Richards' work crosses many creative boundaries. He is a national award-winning designer, writer and illustrator whose work has creatively spanned town planning, urban design and landscape architecture for 30 years on projects in 16 states. He is a co-founder and principal of TOWNSCAPE Inc., and has led successful design initiatives for walkable downtowns, new town centers, transit-oriented developments, urban villages, corporate campuses, greenway networks, freeway corridors and heritage regions. As a concept designer, he has been described as a spark plug for creative interdisciplinary teams, where his rapidly sketched ideas shape long range planning frameworks, developing project designs, computer animations and ultimately the built environment. In this role he has participated in creative collaborations with numerous national design firms.

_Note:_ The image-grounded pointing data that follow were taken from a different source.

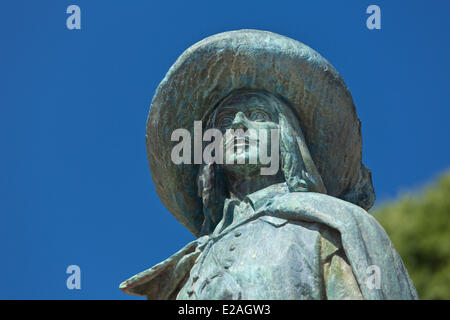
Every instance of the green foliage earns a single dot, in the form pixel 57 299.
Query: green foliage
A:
pixel 419 227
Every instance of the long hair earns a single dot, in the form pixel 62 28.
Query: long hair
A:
pixel 298 168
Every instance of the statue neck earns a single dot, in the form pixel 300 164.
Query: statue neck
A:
pixel 240 187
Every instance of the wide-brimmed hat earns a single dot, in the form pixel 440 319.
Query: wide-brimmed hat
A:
pixel 251 59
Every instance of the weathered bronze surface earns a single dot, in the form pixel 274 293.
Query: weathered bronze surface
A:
pixel 302 233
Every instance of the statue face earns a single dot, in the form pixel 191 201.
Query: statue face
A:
pixel 246 111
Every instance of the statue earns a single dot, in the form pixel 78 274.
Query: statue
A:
pixel 303 231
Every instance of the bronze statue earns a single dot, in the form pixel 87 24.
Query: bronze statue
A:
pixel 299 232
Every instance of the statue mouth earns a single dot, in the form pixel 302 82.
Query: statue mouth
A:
pixel 240 141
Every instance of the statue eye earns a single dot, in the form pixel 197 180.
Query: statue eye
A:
pixel 259 116
pixel 225 122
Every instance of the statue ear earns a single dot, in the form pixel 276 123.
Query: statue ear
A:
pixel 298 167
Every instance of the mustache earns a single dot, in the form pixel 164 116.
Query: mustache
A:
pixel 239 139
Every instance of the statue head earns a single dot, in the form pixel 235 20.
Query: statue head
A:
pixel 256 79
pixel 261 112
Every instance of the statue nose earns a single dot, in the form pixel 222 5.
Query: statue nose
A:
pixel 240 121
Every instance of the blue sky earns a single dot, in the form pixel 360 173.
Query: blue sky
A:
pixel 75 187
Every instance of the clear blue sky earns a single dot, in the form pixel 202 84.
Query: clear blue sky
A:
pixel 75 187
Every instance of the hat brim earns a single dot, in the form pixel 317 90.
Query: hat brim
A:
pixel 211 69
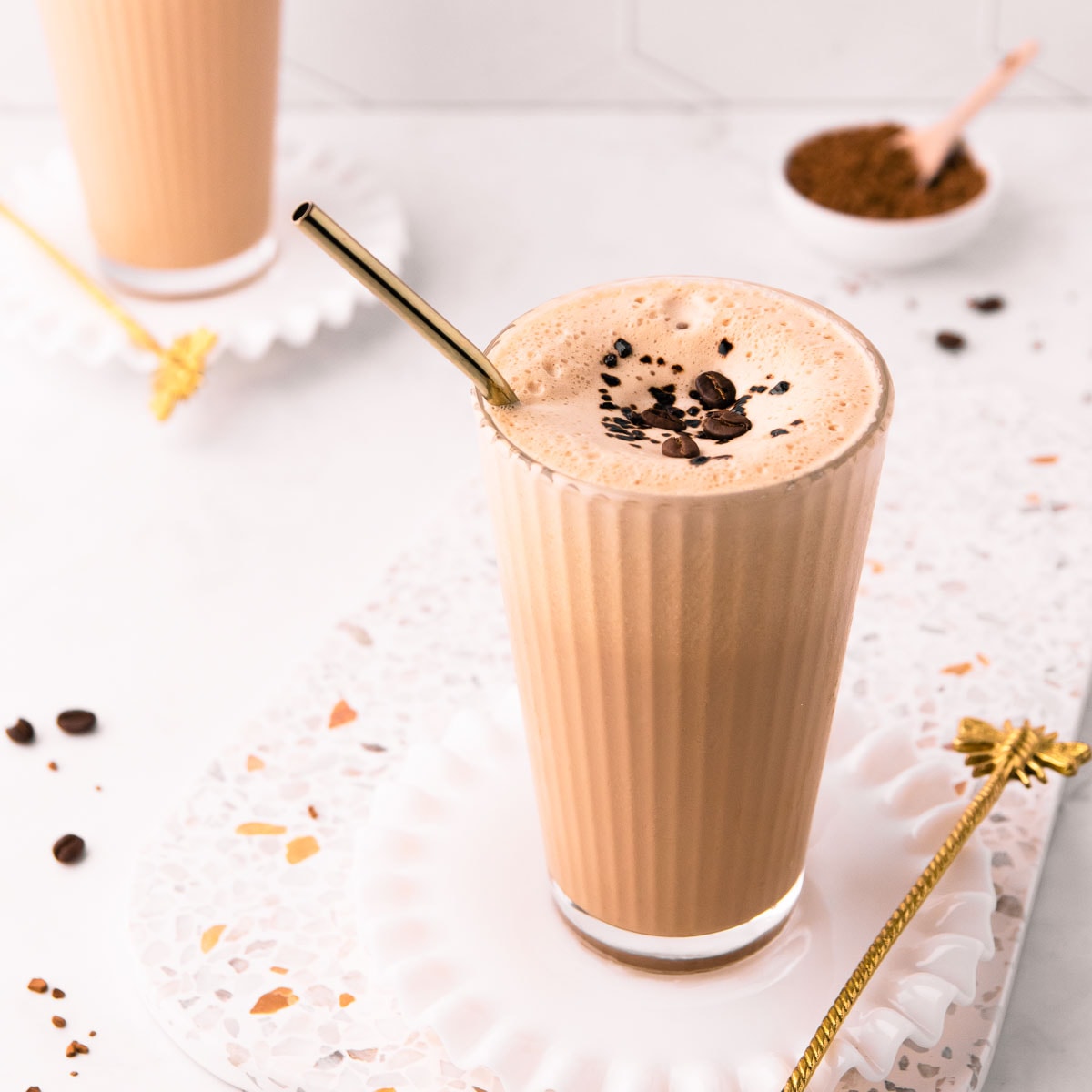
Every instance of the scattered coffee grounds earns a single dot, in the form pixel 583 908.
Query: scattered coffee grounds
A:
pixel 950 341
pixel 659 418
pixel 21 732
pixel 714 391
pixel 76 722
pixel 725 425
pixel 861 172
pixel 680 447
pixel 69 849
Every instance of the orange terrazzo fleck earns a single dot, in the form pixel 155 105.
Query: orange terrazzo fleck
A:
pixel 211 937
pixel 300 849
pixel 342 713
pixel 956 670
pixel 274 1002
pixel 260 828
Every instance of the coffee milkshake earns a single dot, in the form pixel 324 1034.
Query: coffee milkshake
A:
pixel 682 501
pixel 169 106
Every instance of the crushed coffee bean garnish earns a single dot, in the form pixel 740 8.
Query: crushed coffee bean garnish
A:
pixel 714 391
pixel 76 722
pixel 680 447
pixel 725 425
pixel 659 418
pixel 69 849
pixel 861 172
pixel 950 341
pixel 21 732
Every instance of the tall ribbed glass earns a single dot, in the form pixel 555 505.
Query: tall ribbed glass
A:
pixel 678 659
pixel 169 107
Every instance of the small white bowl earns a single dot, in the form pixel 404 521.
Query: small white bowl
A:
pixel 869 243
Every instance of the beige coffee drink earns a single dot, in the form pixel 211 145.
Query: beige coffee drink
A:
pixel 169 106
pixel 682 501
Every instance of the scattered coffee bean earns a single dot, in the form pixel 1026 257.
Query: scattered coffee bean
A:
pixel 950 341
pixel 76 722
pixel 680 447
pixel 724 425
pixel 69 849
pixel 21 732
pixel 714 391
pixel 659 418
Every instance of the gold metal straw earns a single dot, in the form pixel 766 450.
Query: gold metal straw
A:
pixel 404 301
pixel 181 363
pixel 1009 753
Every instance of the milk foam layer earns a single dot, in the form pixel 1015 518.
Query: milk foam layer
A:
pixel 554 359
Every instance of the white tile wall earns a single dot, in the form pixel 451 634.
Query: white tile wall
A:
pixel 636 52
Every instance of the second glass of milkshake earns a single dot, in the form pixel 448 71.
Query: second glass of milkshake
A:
pixel 682 501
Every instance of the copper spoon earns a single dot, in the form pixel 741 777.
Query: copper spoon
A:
pixel 932 146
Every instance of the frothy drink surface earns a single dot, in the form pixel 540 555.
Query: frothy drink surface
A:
pixel 678 638
pixel 585 365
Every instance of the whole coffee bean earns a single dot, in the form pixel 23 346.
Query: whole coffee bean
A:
pixel 724 425
pixel 659 418
pixel 714 391
pixel 69 849
pixel 680 447
pixel 76 722
pixel 21 732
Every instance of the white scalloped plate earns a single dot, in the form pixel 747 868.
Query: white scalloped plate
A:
pixel 303 290
pixel 461 928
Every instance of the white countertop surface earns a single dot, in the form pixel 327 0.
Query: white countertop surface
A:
pixel 169 576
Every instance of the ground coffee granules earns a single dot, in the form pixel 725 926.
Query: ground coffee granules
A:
pixel 861 173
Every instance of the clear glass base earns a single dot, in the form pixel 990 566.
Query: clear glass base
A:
pixel 195 279
pixel 680 954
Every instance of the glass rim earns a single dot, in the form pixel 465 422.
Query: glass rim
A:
pixel 877 425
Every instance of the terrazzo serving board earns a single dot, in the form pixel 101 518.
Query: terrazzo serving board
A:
pixel 975 602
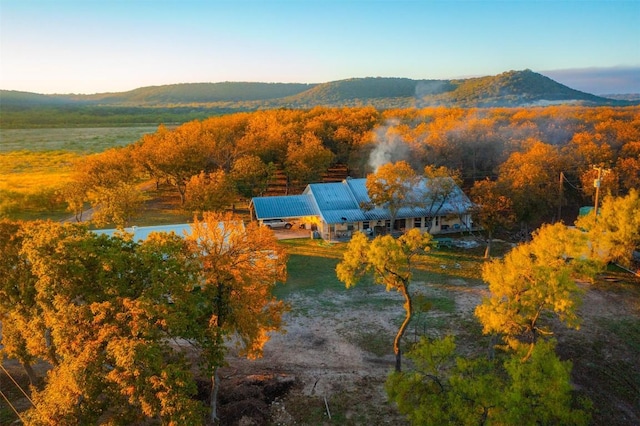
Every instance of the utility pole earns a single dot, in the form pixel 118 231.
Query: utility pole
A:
pixel 597 183
pixel 560 197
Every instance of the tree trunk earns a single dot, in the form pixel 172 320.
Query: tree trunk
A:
pixel 487 251
pixel 409 310
pixel 30 373
pixel 215 387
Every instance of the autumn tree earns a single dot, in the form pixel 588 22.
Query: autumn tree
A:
pixel 628 166
pixel 307 160
pixel 390 261
pixel 440 185
pixel 239 268
pixel 492 209
pixel 530 177
pixel 615 233
pixel 103 320
pixel 445 387
pixel 392 187
pixel 213 191
pixel 251 175
pixel 524 384
pixel 534 280
pixel 17 298
pixel 117 204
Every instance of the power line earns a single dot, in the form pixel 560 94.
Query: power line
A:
pixel 17 385
pixel 11 405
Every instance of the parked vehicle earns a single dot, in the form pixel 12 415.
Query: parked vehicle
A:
pixel 277 224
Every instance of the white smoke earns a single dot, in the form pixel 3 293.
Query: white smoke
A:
pixel 389 148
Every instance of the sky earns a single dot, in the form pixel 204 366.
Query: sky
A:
pixel 96 46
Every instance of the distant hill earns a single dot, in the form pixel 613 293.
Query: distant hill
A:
pixel 198 100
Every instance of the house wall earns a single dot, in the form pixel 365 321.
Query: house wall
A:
pixel 441 224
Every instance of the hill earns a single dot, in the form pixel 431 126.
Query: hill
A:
pixel 182 102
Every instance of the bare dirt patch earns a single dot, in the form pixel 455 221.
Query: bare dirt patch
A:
pixel 338 347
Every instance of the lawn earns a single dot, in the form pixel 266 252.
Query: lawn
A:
pixel 75 140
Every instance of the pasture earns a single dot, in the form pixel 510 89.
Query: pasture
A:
pixel 35 163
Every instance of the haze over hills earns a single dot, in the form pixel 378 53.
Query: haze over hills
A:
pixel 198 100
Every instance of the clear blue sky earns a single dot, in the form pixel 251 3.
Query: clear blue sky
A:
pixel 90 46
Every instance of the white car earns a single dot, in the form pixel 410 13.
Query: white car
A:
pixel 276 224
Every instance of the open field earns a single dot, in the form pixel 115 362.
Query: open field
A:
pixel 35 163
pixel 337 345
pixel 78 140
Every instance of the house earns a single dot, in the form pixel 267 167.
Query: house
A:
pixel 141 233
pixel 338 209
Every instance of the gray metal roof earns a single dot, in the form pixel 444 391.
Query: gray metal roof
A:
pixel 284 206
pixel 341 202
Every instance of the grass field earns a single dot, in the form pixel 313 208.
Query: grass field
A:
pixel 77 140
pixel 35 163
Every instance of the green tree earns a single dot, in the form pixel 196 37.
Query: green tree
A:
pixel 101 316
pixel 492 210
pixel 532 281
pixel 390 261
pixel 446 388
pixel 393 186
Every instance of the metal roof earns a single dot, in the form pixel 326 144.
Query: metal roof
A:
pixel 141 233
pixel 340 202
pixel 284 206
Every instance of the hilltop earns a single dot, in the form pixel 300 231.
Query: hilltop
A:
pixel 188 101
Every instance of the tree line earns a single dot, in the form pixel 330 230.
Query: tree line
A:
pixel 532 290
pixel 539 160
pixel 118 321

Prior to 1994, Richards was a design principal and studio director for the national environmental planning and design firm of Johnson, Johnson and Roy Inc., where he directed the planning and design of many the firm's award-winning projects, including the Austin Town Lake Comprehensive Plan, the corporate headquarters campuses for Exxon Corp. and the J.C. Penney Co., and the LBJ Heartland Tourism Plan.

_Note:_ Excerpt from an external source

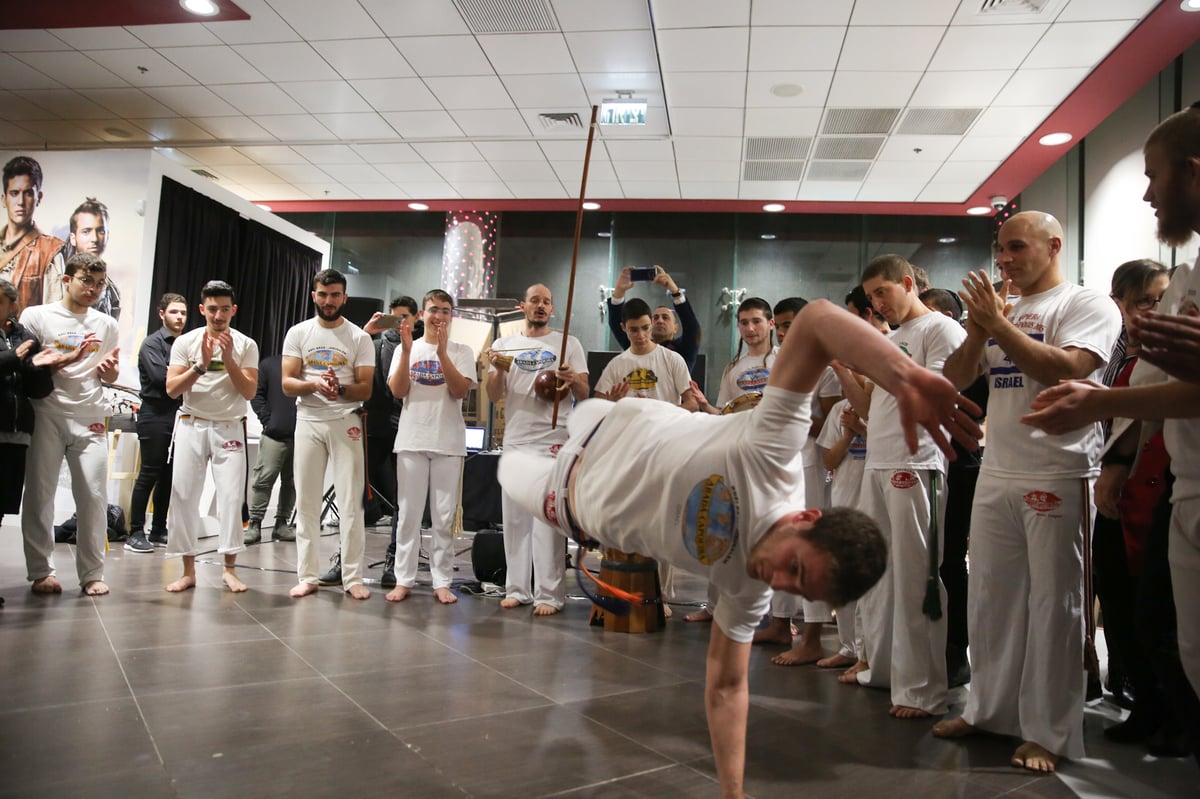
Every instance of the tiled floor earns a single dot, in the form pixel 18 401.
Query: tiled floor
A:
pixel 147 694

Richards is a member of American Society of Landscape Architects' Council of Fellows, one of the highest honors bestowed by the society, for the significant contributions he has made to the profession and the public through his works, design leadership and service. He is the 2008 recipient of society's Bradford Williams Medal for his writings on urban place-making and visual thinking. He has served on the professional advisory boards and as visiting lecturer and jury critic at numerous universities, and has designed and taught coursework at the graduate level. His projects and teaching are enriched by extensive travel, having studied and photographed cities and projects in 27 countries throughout North America, Europe and Asia.
Richards is a founding member of the North Texas Chapter of the Congress for the New Urbanism. He is a member of the Urban Land Institute, the American Planning Association and the American Society of Landscape Architects, whose Texas Chapter awarded him its highest honor, the Distinguished Member Award, in 2001.
Funding for this event was provided by the provost's Academic Excellence Program; additional sponsors include the Beach Museum of Art, Hale Library and the Department of Landscape Architecture and Regional & Community Planning of APDesign.